You might might also wanna consider using the mainline kernel instead of the older sunxi 3.4 kernel. It seems to improve performance noticably even if you don't tweak a lot.|
I'm running Kernel 4.0.0-rc7 at the moment. I haven't done extensive performance comparisons yet (and probably won't have time to do so in the next days either), but some quick tests showed that even without the tweaks applied to /etc/rc.local as described in this thread, the mainline kernel almost maxes out the performance of my USB harddrive (27-29MB/s reading and 30-31MB/s writing).
This is interesting, especially when you consider that the maximum CPU frequency with the latest mainline Kernel is limited to 960MHz at the moment (this is true for version 4.0-rc6 and higher, unless you change the limits in the device tree files yourself), whereas the older tests on a 3.4 kernel were done at 1008MHz.
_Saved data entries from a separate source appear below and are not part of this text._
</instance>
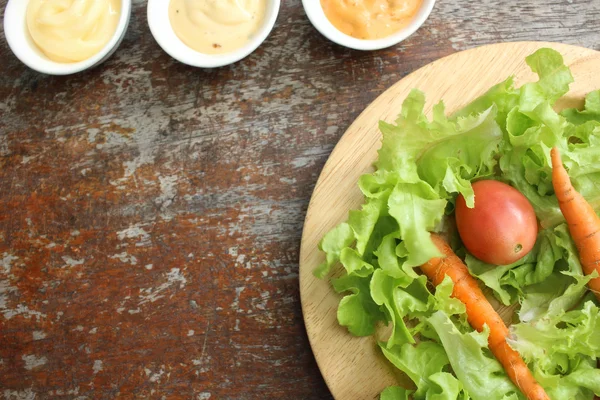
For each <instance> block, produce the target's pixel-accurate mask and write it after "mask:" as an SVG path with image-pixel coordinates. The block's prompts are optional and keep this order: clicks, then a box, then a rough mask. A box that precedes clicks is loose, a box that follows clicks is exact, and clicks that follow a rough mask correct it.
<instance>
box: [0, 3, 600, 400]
mask: <svg viewBox="0 0 600 400" xmlns="http://www.w3.org/2000/svg"><path fill="white" fill-rule="evenodd" d="M5 5H6V0H0V18H2V17H3V12H4V8H5ZM145 8H146V2H145V1H141V0H135V1H134V8H133V16H132V21H131V25H130V29H129V32H128V34H127V36H126V38H125V41H124V42H123V44H122V45H121V47H120V49H119V50H118V51H117V53H116V54H115V55H114V56H113V57H112V58H111V59H110V60H109V61H107V62H106V63H104V64H102V65H101V66H99V67H97V68H95V69H93V70H91V71H88V72H85V73H82V74H79V75H75V76H70V77H50V76H43V75H39V74H37V73H35V72H33V71H30V70H28V69H26V68H25V67H24V66H23V65H22V64H21V63H20V62H19V61H18V60H17V59H16V58H15V57H14V56H13V55H12V53H11V52H10V50H9V49H8V46H7V45H6V41H5V38H4V35H3V32H0V57H1V59H2V62H1V63H0V64H1V65H2V67H1V68H0V69H1V71H2V73H1V74H0V343H2V346H0V396H1V395H4V398H25V399H30V398H48V397H56V396H62V397H65V398H78V397H79V398H113V397H119V396H121V397H123V398H129V397H133V396H134V395H135V396H137V397H139V398H162V397H163V396H164V397H166V398H196V399H263V398H269V399H280V398H294V399H328V398H331V397H330V396H331V395H330V394H329V392H328V391H327V388H326V387H325V385H324V383H323V381H322V378H321V376H320V373H319V371H318V369H317V366H316V364H315V362H314V359H313V356H312V354H311V350H310V347H309V345H308V341H307V339H306V335H305V332H304V326H303V323H302V316H301V312H300V302H299V294H298V258H299V255H298V252H299V245H300V236H301V230H302V223H303V220H304V216H305V212H306V208H307V205H308V200H309V198H310V195H311V192H312V189H313V187H314V185H315V182H316V180H317V177H318V175H319V173H320V170H321V168H322V166H323V165H324V163H325V161H326V159H327V157H328V156H329V153H330V152H331V150H332V149H333V147H334V145H335V144H336V142H337V141H338V139H339V138H340V136H341V135H342V134H343V132H344V131H345V130H346V129H347V127H348V126H349V125H350V123H351V122H352V121H353V120H354V119H355V118H356V117H357V116H358V114H359V113H360V112H361V111H362V110H363V109H364V108H365V106H366V105H367V104H369V103H370V102H371V101H372V100H373V99H374V98H375V97H377V96H378V95H379V94H380V93H381V92H382V91H383V90H384V89H386V88H388V87H389V86H391V85H392V84H393V83H395V82H396V81H398V80H399V79H400V78H402V77H404V76H405V75H407V74H408V73H410V72H411V71H413V70H415V69H417V68H418V67H421V66H423V65H425V64H427V63H429V62H431V61H433V60H435V59H437V58H439V57H441V56H445V55H448V54H450V53H453V52H455V51H457V50H463V49H466V48H469V47H473V46H476V45H480V44H484V43H490V42H497V41H511V40H548V41H561V42H566V43H571V44H577V45H582V46H587V47H590V48H595V49H599V47H598V41H597V40H596V39H597V37H596V32H598V31H600V4H599V3H598V2H595V1H591V2H590V1H584V0H553V1H550V2H546V3H545V4H544V6H543V7H542V6H541V5H540V4H539V2H536V1H534V0H526V1H521V2H519V3H518V5H516V4H514V2H511V1H508V0H503V1H490V0H486V1H481V2H464V1H458V0H452V1H440V2H438V4H437V5H436V7H435V9H434V11H433V13H432V15H431V18H430V19H429V20H428V21H427V23H426V24H425V25H424V26H423V27H422V28H421V29H420V30H419V32H418V34H417V35H415V36H413V37H411V38H410V39H408V40H407V41H405V42H404V43H402V44H401V45H399V46H396V47H394V48H391V49H387V50H382V51H378V52H373V53H362V52H355V51H350V50H346V49H343V48H340V47H338V46H336V45H334V44H332V43H330V42H328V41H327V40H326V39H324V38H323V37H322V36H321V35H320V34H319V33H318V32H317V31H316V30H315V29H314V28H313V27H312V26H311V25H310V23H309V22H308V20H307V19H306V17H305V15H304V12H303V10H302V7H301V5H300V1H299V0H289V1H288V0H286V1H285V2H284V4H283V5H282V10H281V14H280V17H279V19H278V23H277V25H276V28H275V30H274V31H273V33H272V35H271V36H270V37H269V39H268V40H267V41H266V42H265V43H264V44H263V45H262V46H261V47H260V48H259V49H258V50H257V51H256V52H255V53H254V54H252V55H251V56H250V57H248V58H247V59H245V60H243V61H242V62H240V63H238V64H236V65H233V66H230V67H225V68H221V69H217V70H210V71H204V70H198V69H193V68H190V67H187V66H184V65H182V64H179V63H177V62H176V61H174V60H173V59H171V58H170V57H169V56H168V55H167V54H165V53H164V52H163V51H162V50H161V49H160V48H159V46H158V45H157V44H156V42H155V41H154V39H153V38H152V36H151V34H150V31H149V29H148V27H147V25H146V15H145V13H146V11H145ZM0 29H2V28H1V27H0ZM191 332H193V334H190V333H191Z"/></svg>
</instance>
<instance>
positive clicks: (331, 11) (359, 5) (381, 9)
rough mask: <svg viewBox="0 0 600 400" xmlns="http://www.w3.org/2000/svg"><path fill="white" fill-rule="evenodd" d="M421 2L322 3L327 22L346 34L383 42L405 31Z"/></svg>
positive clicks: (323, 1)
mask: <svg viewBox="0 0 600 400" xmlns="http://www.w3.org/2000/svg"><path fill="white" fill-rule="evenodd" d="M421 4H422V0H321V6H322V7H323V11H324V12H325V15H326V16H327V19H329V21H330V22H331V23H332V24H333V26H335V27H336V28H337V29H339V30H340V31H341V32H343V33H345V34H346V35H349V36H352V37H355V38H357V39H381V38H384V37H387V36H390V35H393V34H394V33H396V32H398V31H399V30H401V29H402V28H404V27H405V26H406V25H408V23H409V22H410V21H411V20H412V19H413V17H414V16H415V15H416V13H417V11H419V8H421Z"/></svg>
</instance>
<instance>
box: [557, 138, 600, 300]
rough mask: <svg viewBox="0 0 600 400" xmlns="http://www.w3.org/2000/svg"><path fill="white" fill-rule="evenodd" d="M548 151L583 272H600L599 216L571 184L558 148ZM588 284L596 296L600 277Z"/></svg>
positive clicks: (558, 193)
mask: <svg viewBox="0 0 600 400" xmlns="http://www.w3.org/2000/svg"><path fill="white" fill-rule="evenodd" d="M550 154H551V155H552V185H553V186H554V192H555V193H556V198H557V199H558V204H559V205H560V210H561V211H562V213H563V215H564V216H565V220H566V221H567V224H568V225H569V232H571V236H572V237H573V241H574V242H575V246H577V251H578V252H579V260H580V261H581V266H582V267H583V272H585V274H586V275H589V274H591V273H593V272H594V271H598V273H600V218H598V215H597V214H596V212H595V211H594V208H593V207H592V206H591V205H590V203H588V202H587V201H586V200H585V198H584V197H583V196H582V195H581V194H580V193H578V192H577V191H576V190H575V188H573V185H572V184H571V179H570V178H569V174H568V173H567V170H566V169H565V167H564V166H563V165H562V160H561V159H560V153H559V151H558V149H557V148H553V149H552V152H551V153H550ZM588 287H589V288H590V289H591V291H592V292H594V294H595V295H596V297H597V298H598V299H599V300H600V278H596V279H592V280H591V281H590V282H589V283H588Z"/></svg>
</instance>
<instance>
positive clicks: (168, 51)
mask: <svg viewBox="0 0 600 400" xmlns="http://www.w3.org/2000/svg"><path fill="white" fill-rule="evenodd" d="M169 4H170V0H148V8H147V11H148V26H149V27H150V31H151V32H152V36H154V39H155V40H156V42H157V43H158V45H159V46H160V47H161V48H162V49H163V50H164V51H165V52H166V53H167V54H169V55H170V56H171V57H172V58H174V59H175V60H177V61H179V62H181V63H183V64H187V65H190V66H192V67H197V68H218V67H223V66H226V65H230V64H233V63H236V62H238V61H240V60H242V59H244V58H246V57H247V56H249V55H250V54H252V53H253V52H254V51H255V50H256V49H257V48H258V47H259V46H260V45H261V44H263V42H264V41H265V40H266V39H267V38H268V37H269V35H270V34H271V32H272V31H273V28H274V27H275V22H276V21H277V18H278V17H279V11H280V9H281V0H267V13H266V16H265V19H264V20H263V23H262V25H261V27H260V29H259V30H258V32H257V33H256V34H255V35H254V36H253V37H252V39H251V40H250V41H249V42H248V43H246V45H245V46H243V47H241V48H239V49H237V50H235V51H232V52H230V53H224V54H203V53H200V52H198V51H196V50H194V49H192V48H191V47H189V46H187V45H186V44H185V43H184V42H183V41H182V40H181V39H179V37H178V36H177V34H175V31H174V30H173V27H172V26H171V21H170V18H169Z"/></svg>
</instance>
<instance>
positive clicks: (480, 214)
mask: <svg viewBox="0 0 600 400" xmlns="http://www.w3.org/2000/svg"><path fill="white" fill-rule="evenodd" d="M473 191H474V192H475V207H474V208H468V207H467V204H466V202H465V199H464V197H463V196H462V195H461V196H459V197H458V199H457V200H456V225H457V228H458V233H459V234H460V238H461V239H462V241H463V243H464V245H465V247H466V248H467V250H468V251H469V252H470V253H471V254H472V255H474V256H475V257H477V258H478V259H480V260H481V261H483V262H486V263H488V264H495V265H507V264H512V263H514V262H515V261H518V260H519V259H521V258H523V257H525V256H526V255H527V254H528V253H529V252H530V251H531V249H533V246H534V245H535V241H536V239H537V234H538V223H537V218H536V216H535V211H534V210H533V207H532V206H531V203H530V202H529V200H527V198H526V197H525V196H523V194H521V192H519V191H518V190H517V189H515V188H513V187H512V186H509V185H507V184H505V183H502V182H498V181H492V180H485V181H478V182H475V183H474V184H473Z"/></svg>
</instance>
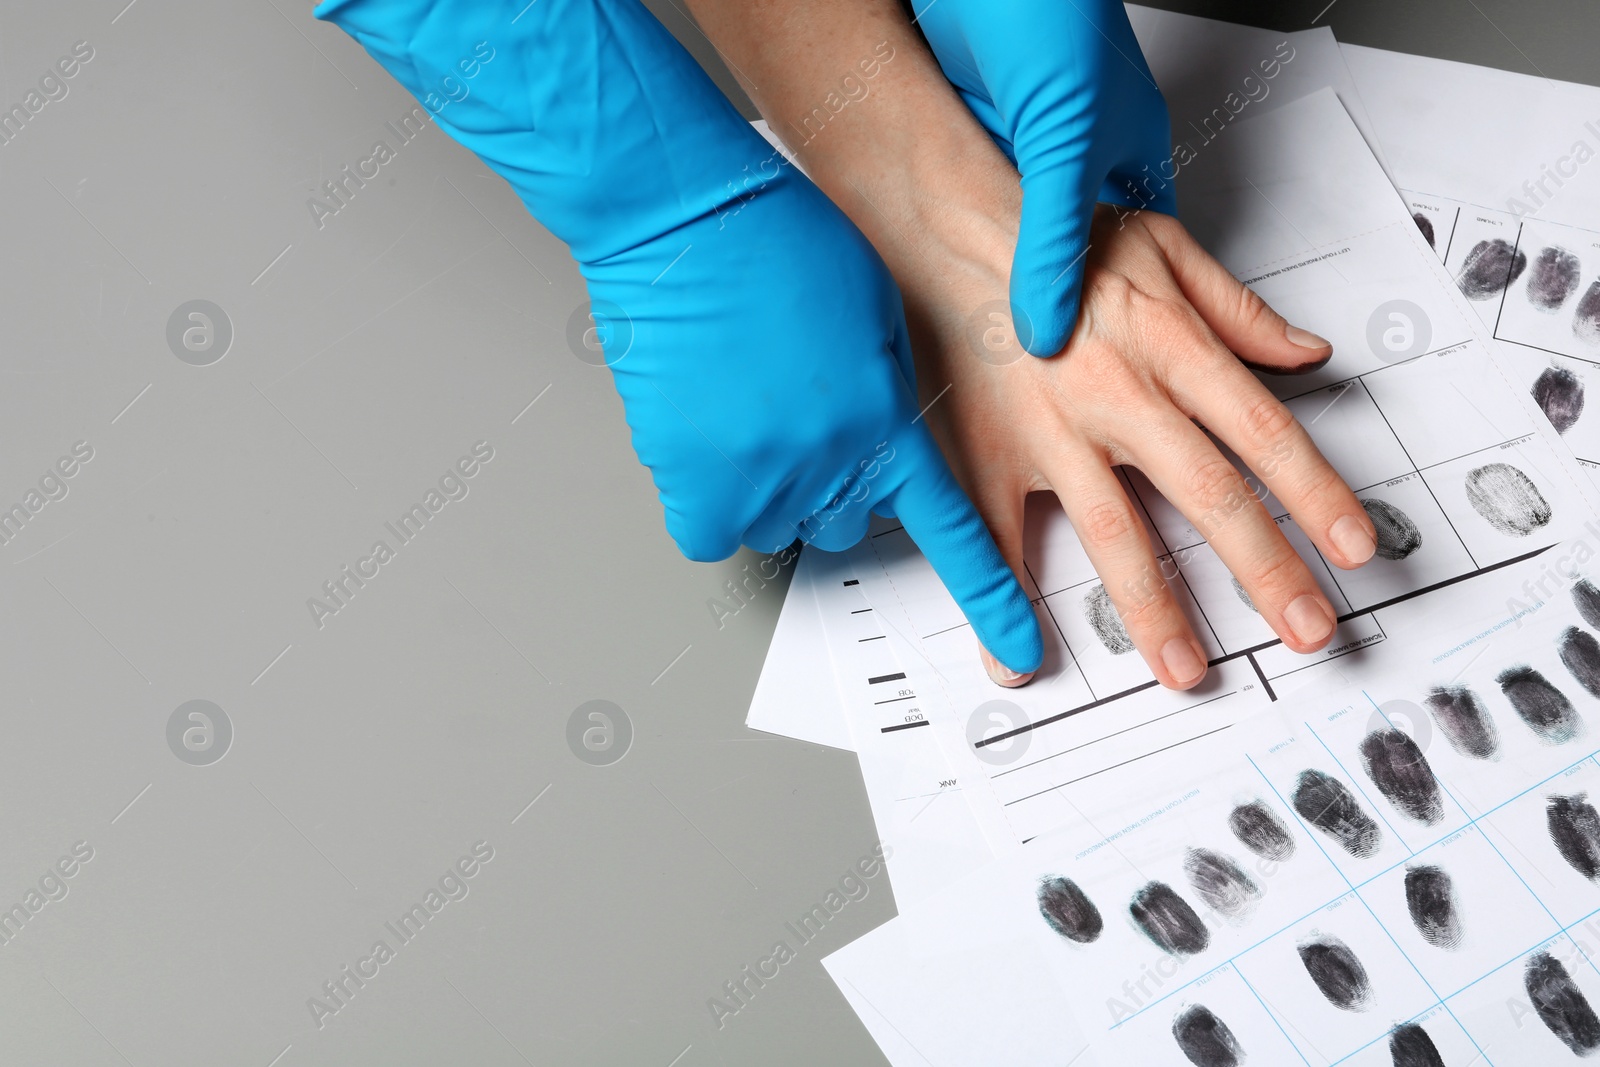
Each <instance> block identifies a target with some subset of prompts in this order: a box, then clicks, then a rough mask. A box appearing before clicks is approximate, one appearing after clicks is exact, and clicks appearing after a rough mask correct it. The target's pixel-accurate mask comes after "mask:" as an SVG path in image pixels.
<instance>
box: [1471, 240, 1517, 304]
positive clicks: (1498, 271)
mask: <svg viewBox="0 0 1600 1067" xmlns="http://www.w3.org/2000/svg"><path fill="white" fill-rule="evenodd" d="M1526 266H1528V256H1526V253H1520V251H1517V250H1515V248H1512V246H1510V242H1504V240H1501V238H1499V237H1496V238H1494V240H1486V242H1478V243H1477V245H1474V246H1472V251H1469V253H1467V259H1466V261H1464V262H1462V264H1461V274H1458V275H1456V285H1458V286H1459V288H1461V293H1462V296H1466V298H1467V299H1469V301H1486V299H1490V298H1491V296H1494V294H1496V293H1499V291H1501V290H1504V288H1506V286H1507V285H1510V283H1512V282H1515V280H1517V278H1518V277H1522V272H1523V270H1525V269H1526Z"/></svg>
It's planned to reintroduce higher frequencies later again, so there is still headroom for slight improvement in this respect - and of course you can add the tweaks suggested by tkaiser on top of that.
As I said, I haven't done extensive testing. But the tests were done using the same rootfs. The only things that differed were, the Kernel version obviously, the U-Boot version (mainline U-Boot 2015.04-rc3) and that the older tweaks in /etc/rc.local were commented out (since I wasn't sure whether the device nodes/naming would be the same and I also wanted to see how the mainline Kernel behaves in general with regards to mult-threading and IRQ handling). The samba version and configuration were identical.
My main reason to switch to the mainline kernel is to have an easier way of updating the kernel without manually updating the 3.4 kernel sources and deal with merge conflicts, etc. So, it's a nice sideeffect to see that there are also performance improvements.